Yo me quedaba mirando fijamente al goldfish y veía que el espacio entre las escamas se iba agrandando y dejaba ver una tonalidad negruzca con tintes verdosos que contrastaban fuertemente con el naranja que aún se mantenía sobre la superficie del pez.
Pasaron unos cuantos días más y Miguel ya casi no se atrevía a acercarse a la pecera, tal era el aspecto de descomposición cenagosa que emitía. Yo no sabía como deshacerme de aquello mientras esperaba a que los peces se murieran por fin para dar por terminado el dichoso episodio acuático.
Un día me pareció que el acuario se había ennegrecido un poco más y me acerqué para observar con atención. Lo que vi elevó mi nivel de preocupación hasta niveles que sobrepasaban la gestión casera de un simple acuario. Ahora el animal parecía mucho mayor y los espacios interescamosos del goldfish se habían agrandado y parecían palpitar al ritmo de la respiración del ajado animal. Por mi mente pasó la idea de terminar con aquello de inmediato tirando los peces por el váter pero hubo algo que me detuvo, algo que me acobardó y dominó mi voluntad a su antojo. Así que, resolví dejarlo todo como estaba y esperar nuevos acontecimientos.
Una semana más tarde, el horror nos esperaba en casa al volver del trabajo junto con el resto de la familia, Miguel y su madre. Nada más abrir la puerta de la calle, un penetrante olor fétido violó nuestro sentido del olfato y nos puso en gran alerta. Dejamos bolsa y carteras en el suelo y nos encaminamos por el pasillo hacia el comedor buscando el origen de aquel hedor. Caminábamos hacia una situación desagradable pero lo que allí nos encontramos superó con creces cualquier cosa que pueda ser imaginada por ser humano cabal.
Allí, en el centro del comedor había una gran masa palpitante cuyos contornos se encontraban presionados por las pareces y el techo de la habitación. Los muebles habían sido como fagocitados por las enormes dimensiones de aquella criatura que boqueaba rítmicamente y nos miraba con grandes y oscuros globos oculares que parecían a punto de estallar debido a la presión a la que se encontraban sometidos.

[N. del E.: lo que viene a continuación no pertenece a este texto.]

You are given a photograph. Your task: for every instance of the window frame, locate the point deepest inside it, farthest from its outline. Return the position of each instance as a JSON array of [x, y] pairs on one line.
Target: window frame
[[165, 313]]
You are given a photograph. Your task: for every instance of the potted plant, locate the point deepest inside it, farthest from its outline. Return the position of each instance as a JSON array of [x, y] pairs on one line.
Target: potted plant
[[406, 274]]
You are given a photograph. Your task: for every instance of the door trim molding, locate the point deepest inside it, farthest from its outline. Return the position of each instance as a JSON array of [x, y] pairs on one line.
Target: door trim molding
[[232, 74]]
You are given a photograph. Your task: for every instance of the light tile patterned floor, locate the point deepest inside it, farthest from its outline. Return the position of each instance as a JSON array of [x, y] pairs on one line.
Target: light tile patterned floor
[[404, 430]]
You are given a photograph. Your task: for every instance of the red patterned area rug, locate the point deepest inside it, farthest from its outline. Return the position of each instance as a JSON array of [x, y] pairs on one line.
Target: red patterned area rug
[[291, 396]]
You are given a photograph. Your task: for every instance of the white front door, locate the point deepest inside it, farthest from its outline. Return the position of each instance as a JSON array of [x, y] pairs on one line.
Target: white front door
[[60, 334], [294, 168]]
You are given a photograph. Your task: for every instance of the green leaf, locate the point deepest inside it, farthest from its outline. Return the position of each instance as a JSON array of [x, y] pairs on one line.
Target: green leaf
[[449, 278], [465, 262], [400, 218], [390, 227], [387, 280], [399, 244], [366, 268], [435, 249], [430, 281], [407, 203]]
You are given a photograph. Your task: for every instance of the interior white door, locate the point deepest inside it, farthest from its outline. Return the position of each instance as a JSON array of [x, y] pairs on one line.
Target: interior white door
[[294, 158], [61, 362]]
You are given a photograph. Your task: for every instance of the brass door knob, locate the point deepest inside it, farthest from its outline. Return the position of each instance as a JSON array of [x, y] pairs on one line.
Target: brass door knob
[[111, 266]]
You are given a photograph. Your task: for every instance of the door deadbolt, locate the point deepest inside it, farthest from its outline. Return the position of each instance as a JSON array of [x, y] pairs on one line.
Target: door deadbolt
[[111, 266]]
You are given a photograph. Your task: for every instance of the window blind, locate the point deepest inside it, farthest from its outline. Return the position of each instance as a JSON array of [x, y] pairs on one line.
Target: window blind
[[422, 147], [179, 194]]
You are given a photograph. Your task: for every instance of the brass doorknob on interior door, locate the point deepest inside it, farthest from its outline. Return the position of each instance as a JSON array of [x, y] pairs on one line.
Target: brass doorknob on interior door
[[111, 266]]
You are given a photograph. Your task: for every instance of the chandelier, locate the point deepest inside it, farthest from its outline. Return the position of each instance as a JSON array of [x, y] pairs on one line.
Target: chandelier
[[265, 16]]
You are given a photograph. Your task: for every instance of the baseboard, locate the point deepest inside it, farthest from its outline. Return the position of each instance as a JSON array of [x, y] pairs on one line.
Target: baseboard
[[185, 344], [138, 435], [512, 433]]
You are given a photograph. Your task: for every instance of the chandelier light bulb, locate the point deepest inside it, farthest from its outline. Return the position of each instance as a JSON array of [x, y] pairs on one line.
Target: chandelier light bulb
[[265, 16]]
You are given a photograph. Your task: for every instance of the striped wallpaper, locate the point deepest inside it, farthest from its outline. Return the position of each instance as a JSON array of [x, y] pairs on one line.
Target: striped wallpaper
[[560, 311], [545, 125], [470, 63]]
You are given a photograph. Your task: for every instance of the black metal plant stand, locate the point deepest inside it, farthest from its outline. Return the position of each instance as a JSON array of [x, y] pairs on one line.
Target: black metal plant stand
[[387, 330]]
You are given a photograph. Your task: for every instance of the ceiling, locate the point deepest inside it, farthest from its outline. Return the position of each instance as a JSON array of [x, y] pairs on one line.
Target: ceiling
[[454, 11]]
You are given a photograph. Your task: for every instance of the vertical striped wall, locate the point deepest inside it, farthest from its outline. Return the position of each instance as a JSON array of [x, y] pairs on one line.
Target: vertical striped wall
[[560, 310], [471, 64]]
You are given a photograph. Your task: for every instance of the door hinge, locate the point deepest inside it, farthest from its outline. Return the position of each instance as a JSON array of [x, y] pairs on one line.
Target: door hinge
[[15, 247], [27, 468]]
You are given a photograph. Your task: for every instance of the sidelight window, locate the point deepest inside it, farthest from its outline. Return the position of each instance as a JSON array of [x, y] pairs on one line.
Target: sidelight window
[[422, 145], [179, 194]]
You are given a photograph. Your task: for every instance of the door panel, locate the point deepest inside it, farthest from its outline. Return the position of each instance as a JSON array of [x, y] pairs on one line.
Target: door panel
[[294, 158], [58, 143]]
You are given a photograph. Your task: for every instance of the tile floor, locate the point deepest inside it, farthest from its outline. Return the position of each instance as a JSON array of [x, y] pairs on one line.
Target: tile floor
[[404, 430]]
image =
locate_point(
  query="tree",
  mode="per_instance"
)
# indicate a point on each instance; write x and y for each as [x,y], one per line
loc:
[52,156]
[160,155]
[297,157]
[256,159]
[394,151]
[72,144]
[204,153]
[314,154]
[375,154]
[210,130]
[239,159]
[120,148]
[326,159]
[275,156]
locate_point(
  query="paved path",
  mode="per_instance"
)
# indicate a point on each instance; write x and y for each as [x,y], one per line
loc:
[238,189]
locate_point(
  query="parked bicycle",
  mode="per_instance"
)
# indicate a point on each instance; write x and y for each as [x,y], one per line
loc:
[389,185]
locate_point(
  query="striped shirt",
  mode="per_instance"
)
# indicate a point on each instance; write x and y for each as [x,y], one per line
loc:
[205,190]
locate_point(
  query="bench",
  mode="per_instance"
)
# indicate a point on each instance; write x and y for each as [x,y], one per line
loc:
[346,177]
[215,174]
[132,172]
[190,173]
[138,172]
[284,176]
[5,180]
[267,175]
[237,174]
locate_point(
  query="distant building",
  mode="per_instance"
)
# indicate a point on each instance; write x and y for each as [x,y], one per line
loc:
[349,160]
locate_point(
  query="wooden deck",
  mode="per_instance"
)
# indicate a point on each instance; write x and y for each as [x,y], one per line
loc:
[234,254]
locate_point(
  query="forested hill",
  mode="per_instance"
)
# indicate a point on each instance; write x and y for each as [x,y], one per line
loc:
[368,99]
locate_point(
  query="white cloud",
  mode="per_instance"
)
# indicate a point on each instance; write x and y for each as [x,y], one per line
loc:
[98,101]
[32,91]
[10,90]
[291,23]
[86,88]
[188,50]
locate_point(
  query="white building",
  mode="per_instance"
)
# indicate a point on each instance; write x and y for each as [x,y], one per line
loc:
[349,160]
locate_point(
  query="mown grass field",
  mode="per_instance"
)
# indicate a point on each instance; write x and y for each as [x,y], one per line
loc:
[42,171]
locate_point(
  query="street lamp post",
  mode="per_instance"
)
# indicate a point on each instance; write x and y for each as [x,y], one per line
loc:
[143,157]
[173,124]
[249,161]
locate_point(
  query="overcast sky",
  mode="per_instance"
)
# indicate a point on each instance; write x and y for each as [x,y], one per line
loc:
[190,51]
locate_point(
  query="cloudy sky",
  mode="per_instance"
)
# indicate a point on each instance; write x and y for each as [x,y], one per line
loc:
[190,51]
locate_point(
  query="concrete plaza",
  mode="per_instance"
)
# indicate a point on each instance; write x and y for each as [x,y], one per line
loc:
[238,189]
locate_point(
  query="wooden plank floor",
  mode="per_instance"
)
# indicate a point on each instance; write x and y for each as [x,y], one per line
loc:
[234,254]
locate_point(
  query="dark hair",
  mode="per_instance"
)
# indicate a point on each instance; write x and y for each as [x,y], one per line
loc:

Era el goldfish, o mejor dicho, algo en lo que se había convertido el goldfish. Las branquias abiertas como alerones dejaban ver un intenso color rojo escarlata entre movimientos rítmicos como si fueran un enorme fuelle alimentando el fuego del infierno.  Nuestro espanto fue aún mayor al comprobar que los otros dos peces, el neón y el limpiafondos, se había incorporado a aquel engendro y constituían una especie de extremidades amorfas que también boqueaban como intentando succionar el poco aire que quedaba en la estancia. Las aletas en forma de velo del goldfish eran ahora una especie de membranas negras y gelatinosas que parecían el velo de la muerte y que intentaban aletear ante nuestra atónita, que digo, inhumana, mirada. Todo estaba impregnado de una especie de negra melaza que amenazaba con escurrirse lentamente hasta nuestros pies y las aletas pectorales del goldfish se habían convertido en un género de tentáculos puntiagudos que realizaban aspavientos ante nuestras narices como intentando capturarnos o, peor aún, inyectarnos el veneno de aquella putrefacción infernal.
De repente, uno de esos tentáculos se lanzó como un arpón alcanzando a Miguelin en una pierna, al tiempo que oíamos unas sirenas en la lejanía. El niño cayó en mis brazos como fulminado por toda la putrefacción del infierno y fue en ese preciso instante cuando nos dimos cuenta del terrible peligro que corríamos ante la contemplación de aquel engendro del demonio.
Huimos despavoridos con el niño en brazos mientras nos cruzábamos con una dotación de bomberos que había sido alertada por el vecindario ante los extraños acontecimientos que estaban sucediendo en nuestra casa.
Me niego a seguir relatando lo que allí sucedió a continuación y de cómo los cuerpos y fuerzas de seguridad tuvieron que enfrentarse y reducir aquel engendro salido de las mismísimas entrañas del infierno a una masa gelatinosa. Nuestra casa quedó infestada para siempre y Miguelin, bueno, a mi hijo tuvimos que amputarle la pierna para poder salvarlo ante la especie de gangrena que en pocos minutos se apoderó de su carne.
Sé que la Naturaleza es magnificente y maravillosa pero en ocasiones, por obra del demonio, es capaz de engendrar criaturas que jamás deberían de haber salido del averno. Por desgracia, con una de ellas se las tuvo que ver mi familia.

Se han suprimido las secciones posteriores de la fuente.